The code, however, does run correctly, apparently evaluating lhs first.

Does anyone know

whether the standard guarantees this evaluation order
if it has changed in recent standards, which standard version first specified it?

PS. I realize that this is a special case of f(a,b) where f is operator!=. I've tried to answer my own query using the information found here but have failed to reach a conclusion to date:

CodePudding user response：

C 17 introduced rules on sequences. What was UB before is now well defined. This applies to arguments to function calls as well as a select assortment of operators:

sequenced before is an asymmetric, transitive, pair-wise relationship between evaluations within the same thread.
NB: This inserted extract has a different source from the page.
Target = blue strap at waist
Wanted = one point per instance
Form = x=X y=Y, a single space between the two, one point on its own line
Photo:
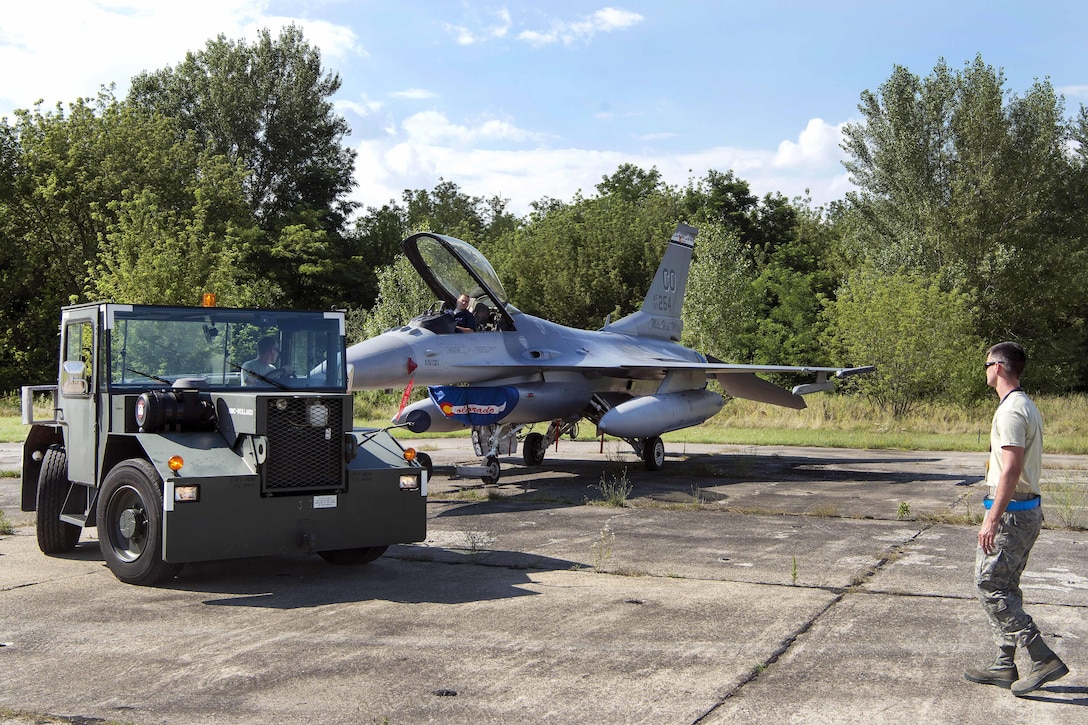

If A is sequenced before B (or, equivalently, B is sequenced after A), then evaluation of A will be complete before evaluation of B begins.

The built-in != however is not sequenced (see link above). A function call would be sequenced but the order of evaluation is not guaranteed:

In a function call, value computations and side effects of the initialization of every parameter are indeterminately sequenced with respect to value computations and side effects of any other parameter.

(emphasis added)

To my reading, even if you wrote a wrapper function, your compiler would not be required to evaluate v first, then std::exchange(v, pmap[v]) and finally equal(..). And reversing the evaluation order, I believe, would change semantics in your example.

So sadly, as nice as std::exchange is, in this case, it is not guaranteed to do what you need it to.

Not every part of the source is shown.